You can cook without soaking, but it will take longer and may not cook as evenly.

Is it okay to use dried gongura?

Fresh leaves give the best tang; dried ones will be milder

Can I blend the leaves instead of chopping?

Chopping keeps texture; blending may make the dal too green and slimy.

How do I store leftover chopped gongura?

Seal in an airtight box and refrigerate up to 2 days.

Can I use a food processor for chopping?

Yes—pulse lightly to avoid a puree.

Do I need to peel garlic before crushing?

Yes, peel first so the papery skin doesn’t end up in your dal.

Can I prepare all prep work the night before?

Absolutely, just keep chilies and leaves refrigerated separately.

What if my dal is undercooked after 5 whistles?
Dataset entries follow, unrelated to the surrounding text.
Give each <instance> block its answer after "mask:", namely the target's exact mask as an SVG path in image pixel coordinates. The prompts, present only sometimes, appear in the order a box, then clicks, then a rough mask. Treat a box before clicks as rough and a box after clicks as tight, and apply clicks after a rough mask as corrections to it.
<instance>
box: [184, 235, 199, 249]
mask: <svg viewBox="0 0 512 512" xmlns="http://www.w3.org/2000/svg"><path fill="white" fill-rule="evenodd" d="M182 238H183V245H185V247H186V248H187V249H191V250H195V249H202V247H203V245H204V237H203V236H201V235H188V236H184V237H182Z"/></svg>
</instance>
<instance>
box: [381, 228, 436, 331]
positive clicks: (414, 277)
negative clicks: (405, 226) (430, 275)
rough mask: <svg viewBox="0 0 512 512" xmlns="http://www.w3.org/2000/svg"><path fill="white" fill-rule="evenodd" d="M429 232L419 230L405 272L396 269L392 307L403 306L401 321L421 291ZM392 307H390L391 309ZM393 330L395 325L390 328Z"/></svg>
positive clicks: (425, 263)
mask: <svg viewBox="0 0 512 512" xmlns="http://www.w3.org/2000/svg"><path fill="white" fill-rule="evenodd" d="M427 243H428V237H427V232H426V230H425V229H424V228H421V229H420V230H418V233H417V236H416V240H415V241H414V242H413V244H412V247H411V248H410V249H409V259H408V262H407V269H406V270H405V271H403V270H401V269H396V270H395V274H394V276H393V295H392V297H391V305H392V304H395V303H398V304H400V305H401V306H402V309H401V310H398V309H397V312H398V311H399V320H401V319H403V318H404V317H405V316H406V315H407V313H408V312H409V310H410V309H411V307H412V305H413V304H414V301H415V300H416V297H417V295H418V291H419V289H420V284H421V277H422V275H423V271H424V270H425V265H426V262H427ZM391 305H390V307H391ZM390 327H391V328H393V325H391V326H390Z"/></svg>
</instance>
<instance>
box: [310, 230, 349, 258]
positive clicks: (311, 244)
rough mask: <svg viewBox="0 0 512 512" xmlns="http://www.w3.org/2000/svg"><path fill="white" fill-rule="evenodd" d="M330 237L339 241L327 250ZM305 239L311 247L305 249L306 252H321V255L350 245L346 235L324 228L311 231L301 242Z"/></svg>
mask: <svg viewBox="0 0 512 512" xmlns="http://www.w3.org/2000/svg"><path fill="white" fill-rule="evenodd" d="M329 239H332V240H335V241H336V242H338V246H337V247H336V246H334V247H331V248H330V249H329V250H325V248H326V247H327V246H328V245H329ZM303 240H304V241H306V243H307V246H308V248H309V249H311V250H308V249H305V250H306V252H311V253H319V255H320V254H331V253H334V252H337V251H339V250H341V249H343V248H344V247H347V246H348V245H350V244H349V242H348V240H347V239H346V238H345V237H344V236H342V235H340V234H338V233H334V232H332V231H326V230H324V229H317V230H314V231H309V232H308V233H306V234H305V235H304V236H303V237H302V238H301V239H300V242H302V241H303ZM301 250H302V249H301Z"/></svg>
Add a splash of water and cook for a couple more whistles.

Why mash the dal?

Mashing gives a creamier texture and helps thicken the stew.

What if my tempering smokes?

Lower the heat—spices burn quickly.

Why add tamarind after cooking?

To preserve its bright tang without turning bitter under pressure.

Can I skip ghee?

Use oil instead, but ghee adds a rich aroma

My dal is too thick—what now?

Stir in hot water a little at a time until desired consistency.

Can I make this in an Instant Pot?

Use the “Pressure Cook” setting for the same number of minutes.

How do I prevent dal from sticking?

Keep stirring during the final boil and adjust heat.